"Therefore, a Man Shall Leave his Father and Mother"

This is a very strange verse, but one of the most famous ones in the opening chapters of Bereishit. 

Because God has cast a stupor on Adam, removed his back (or one of his ribs) to create Eve, therefore, "A man shall leave.... and cling to his wife, and become like one flesh."

The narrative is strange for a number of reasons. Adam is given the immense honor of naming all living creatures, essentially, discovering their essence and giving them names based on that essence. 

When he fails to find a helpmate whose essence resonates that of a kindred soul, a soulmate, then, God, in his infinite mercy brings a deep sleep upon Adam and the rest is history. 

Was the kindness of God to be repaid by Adam, midah c'neged midah, reciprocally, in that Adam would at a later point leave behind parents he never had? There is a paradigm Hashem is implanting here in the relationship between man and wife, the underlying meaning essentially being that no one other than one's soulmate can fulfill the need of man, no animal in the animal kingdom, nor one's parents. But then, how do we learn that from Adam, who never had parents?

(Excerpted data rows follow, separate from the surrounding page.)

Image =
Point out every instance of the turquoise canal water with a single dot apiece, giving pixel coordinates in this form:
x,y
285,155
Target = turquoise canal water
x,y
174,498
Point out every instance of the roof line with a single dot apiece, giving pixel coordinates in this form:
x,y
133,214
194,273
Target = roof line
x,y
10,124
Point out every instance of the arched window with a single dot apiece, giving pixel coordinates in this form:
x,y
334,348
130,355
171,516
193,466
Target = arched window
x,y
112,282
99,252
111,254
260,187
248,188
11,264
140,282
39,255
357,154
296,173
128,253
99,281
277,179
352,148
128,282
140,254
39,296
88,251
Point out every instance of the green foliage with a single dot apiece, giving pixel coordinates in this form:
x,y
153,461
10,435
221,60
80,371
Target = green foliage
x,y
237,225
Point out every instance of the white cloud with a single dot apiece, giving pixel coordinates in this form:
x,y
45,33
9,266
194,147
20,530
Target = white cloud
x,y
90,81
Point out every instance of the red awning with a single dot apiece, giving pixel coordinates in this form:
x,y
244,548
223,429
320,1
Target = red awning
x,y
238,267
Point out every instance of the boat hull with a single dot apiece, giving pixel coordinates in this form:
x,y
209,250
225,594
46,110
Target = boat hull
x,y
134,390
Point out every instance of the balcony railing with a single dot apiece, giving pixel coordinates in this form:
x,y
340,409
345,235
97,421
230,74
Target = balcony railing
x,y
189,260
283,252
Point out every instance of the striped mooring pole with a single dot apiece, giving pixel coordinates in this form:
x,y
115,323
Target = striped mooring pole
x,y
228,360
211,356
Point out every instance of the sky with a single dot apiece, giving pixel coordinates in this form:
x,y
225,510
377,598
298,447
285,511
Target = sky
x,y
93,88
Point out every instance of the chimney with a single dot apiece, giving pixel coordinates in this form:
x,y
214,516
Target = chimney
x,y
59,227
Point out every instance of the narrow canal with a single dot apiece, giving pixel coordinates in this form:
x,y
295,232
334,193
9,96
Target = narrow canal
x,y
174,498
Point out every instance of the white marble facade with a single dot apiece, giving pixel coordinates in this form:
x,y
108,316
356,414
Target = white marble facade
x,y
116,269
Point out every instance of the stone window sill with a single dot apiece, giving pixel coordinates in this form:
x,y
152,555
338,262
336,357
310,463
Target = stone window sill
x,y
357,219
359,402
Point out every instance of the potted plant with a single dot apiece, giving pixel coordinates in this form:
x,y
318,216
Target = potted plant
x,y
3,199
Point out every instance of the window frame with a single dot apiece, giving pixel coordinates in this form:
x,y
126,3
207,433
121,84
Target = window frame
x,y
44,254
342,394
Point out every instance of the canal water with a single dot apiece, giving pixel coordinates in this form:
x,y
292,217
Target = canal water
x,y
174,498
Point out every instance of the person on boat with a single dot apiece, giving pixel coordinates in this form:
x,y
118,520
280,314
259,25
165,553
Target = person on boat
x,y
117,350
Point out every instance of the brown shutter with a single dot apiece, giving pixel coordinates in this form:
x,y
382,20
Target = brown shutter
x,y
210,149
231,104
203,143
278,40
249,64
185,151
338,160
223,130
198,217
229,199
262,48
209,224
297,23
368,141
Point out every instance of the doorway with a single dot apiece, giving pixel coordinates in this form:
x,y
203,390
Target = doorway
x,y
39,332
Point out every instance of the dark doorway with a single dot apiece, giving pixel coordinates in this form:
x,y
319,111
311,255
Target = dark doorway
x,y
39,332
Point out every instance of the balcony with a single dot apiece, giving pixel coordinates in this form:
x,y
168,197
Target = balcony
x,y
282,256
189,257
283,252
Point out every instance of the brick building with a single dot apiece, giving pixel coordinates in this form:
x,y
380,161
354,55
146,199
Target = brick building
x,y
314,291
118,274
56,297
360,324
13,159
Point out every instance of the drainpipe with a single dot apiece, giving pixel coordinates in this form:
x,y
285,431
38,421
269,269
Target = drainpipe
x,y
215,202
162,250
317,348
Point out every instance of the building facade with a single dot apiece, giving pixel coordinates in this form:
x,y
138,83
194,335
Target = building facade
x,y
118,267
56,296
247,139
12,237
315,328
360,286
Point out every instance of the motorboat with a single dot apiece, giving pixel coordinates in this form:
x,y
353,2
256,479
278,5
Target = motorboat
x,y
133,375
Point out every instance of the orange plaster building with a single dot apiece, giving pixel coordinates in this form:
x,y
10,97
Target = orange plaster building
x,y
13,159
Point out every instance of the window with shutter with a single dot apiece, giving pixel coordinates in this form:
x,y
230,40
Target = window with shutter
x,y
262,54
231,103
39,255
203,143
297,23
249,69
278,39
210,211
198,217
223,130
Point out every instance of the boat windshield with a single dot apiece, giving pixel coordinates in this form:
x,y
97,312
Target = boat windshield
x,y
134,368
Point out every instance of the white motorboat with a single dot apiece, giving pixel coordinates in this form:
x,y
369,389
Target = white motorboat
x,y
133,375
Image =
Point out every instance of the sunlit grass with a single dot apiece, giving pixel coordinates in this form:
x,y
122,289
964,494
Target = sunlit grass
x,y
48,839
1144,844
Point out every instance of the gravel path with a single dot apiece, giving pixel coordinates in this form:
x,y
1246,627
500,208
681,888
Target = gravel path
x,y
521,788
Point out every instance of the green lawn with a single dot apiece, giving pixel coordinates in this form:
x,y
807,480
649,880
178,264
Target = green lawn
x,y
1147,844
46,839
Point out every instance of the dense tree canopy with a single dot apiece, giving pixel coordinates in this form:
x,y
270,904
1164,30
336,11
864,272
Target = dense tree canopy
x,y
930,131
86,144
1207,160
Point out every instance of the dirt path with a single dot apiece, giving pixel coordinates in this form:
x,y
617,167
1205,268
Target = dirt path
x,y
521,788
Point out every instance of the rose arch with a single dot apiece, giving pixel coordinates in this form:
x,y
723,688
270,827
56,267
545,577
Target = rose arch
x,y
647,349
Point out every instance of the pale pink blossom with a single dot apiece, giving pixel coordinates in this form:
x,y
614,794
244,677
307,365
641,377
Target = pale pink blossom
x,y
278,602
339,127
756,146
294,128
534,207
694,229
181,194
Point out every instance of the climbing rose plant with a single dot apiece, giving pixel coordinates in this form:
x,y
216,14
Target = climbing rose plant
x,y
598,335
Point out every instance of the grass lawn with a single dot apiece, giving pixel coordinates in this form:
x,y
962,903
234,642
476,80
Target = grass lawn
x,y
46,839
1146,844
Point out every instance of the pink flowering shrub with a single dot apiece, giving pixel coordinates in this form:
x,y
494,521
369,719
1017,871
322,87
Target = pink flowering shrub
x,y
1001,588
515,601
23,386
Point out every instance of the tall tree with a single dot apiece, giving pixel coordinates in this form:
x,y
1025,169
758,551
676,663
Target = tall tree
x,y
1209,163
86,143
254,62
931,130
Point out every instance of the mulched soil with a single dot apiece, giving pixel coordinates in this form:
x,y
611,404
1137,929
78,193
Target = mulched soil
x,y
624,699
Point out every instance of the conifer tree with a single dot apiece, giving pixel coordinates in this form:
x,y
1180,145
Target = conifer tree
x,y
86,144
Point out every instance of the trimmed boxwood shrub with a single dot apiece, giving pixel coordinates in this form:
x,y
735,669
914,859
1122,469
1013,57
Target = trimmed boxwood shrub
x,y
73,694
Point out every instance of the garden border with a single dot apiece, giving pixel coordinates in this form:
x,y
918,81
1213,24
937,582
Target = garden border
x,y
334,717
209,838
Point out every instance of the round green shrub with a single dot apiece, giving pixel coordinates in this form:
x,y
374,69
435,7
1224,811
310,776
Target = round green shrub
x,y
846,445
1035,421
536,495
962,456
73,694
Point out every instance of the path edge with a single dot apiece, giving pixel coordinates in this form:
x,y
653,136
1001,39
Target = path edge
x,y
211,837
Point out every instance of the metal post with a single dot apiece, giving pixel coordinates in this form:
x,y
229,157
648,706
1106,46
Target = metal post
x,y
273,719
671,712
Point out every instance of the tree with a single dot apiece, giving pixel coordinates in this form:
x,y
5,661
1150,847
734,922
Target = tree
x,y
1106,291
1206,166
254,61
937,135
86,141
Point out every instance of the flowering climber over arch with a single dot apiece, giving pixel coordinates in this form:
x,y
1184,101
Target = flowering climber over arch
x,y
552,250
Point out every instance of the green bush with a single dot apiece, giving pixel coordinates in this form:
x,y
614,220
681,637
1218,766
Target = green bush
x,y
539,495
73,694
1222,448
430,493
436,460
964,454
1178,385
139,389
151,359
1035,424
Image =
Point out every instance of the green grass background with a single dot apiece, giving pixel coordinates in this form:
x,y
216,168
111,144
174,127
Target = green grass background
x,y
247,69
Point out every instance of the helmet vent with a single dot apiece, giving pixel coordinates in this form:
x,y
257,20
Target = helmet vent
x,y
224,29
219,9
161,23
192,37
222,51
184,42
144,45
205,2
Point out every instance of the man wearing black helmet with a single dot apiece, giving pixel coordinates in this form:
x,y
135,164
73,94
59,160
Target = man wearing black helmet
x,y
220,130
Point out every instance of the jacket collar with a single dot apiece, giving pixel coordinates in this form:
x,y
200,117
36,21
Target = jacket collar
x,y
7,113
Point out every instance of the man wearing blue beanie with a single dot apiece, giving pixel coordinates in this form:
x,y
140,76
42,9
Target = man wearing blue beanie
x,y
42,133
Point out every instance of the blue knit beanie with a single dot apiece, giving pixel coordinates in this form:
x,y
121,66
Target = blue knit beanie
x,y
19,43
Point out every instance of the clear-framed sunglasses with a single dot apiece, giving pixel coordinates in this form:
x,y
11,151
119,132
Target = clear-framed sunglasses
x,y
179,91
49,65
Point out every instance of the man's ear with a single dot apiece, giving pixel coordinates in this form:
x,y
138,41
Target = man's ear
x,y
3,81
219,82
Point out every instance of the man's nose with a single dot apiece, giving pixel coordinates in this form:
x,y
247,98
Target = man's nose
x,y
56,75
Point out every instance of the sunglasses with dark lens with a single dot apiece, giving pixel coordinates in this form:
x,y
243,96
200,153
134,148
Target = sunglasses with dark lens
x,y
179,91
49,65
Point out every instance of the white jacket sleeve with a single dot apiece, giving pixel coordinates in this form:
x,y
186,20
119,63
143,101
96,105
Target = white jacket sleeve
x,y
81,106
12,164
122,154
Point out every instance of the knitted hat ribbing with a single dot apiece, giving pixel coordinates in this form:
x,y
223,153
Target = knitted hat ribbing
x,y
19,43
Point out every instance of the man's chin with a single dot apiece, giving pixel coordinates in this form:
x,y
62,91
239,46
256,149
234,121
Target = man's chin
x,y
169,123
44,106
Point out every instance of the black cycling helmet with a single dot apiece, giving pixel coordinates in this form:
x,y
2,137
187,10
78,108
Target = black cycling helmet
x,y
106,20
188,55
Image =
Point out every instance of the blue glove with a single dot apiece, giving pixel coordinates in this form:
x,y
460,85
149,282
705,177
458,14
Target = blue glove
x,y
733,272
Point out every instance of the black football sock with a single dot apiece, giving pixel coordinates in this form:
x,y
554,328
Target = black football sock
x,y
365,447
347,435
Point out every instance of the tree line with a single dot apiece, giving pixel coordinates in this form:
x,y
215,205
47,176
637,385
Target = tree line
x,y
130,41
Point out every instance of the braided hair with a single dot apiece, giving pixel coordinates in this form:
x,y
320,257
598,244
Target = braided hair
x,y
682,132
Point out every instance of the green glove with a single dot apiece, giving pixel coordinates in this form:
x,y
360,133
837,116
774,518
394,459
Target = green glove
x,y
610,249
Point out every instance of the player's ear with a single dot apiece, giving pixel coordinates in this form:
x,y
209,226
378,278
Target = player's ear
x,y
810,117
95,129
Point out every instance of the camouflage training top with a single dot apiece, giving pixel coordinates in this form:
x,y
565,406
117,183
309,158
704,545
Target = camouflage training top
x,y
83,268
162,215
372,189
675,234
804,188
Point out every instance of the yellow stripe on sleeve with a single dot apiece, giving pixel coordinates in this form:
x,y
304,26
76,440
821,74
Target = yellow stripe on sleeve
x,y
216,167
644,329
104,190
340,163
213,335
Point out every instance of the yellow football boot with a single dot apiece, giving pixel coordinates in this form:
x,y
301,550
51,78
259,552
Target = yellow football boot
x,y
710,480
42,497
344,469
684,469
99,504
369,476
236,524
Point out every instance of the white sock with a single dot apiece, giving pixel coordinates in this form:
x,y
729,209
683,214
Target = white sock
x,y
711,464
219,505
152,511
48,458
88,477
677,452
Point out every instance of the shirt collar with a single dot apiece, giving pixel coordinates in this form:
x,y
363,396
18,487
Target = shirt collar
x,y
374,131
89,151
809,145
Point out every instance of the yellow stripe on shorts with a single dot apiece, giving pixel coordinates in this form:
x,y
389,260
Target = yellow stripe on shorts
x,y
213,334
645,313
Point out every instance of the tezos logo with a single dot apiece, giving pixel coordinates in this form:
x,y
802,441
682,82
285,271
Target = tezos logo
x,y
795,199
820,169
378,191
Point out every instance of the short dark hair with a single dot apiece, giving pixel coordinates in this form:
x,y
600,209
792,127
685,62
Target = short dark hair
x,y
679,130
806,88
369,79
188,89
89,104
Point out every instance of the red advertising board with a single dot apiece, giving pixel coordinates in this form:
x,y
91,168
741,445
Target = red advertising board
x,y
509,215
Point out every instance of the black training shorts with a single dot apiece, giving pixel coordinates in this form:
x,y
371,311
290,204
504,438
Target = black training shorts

How can we learn about our individual experience as people striving to cling to our significant others - the joke is that the man has to leave behind his father and mother, because the wife could never do that - when our own experience does not resonate with that of Adam, the first man? He, after all, never encountered that challenge, nor surmounted it. It was not enough for the verse to write that man had to "cling to his wife and become one flesh." Rather, there is a very deep significance to the first part of the verse, I just don't know what it is.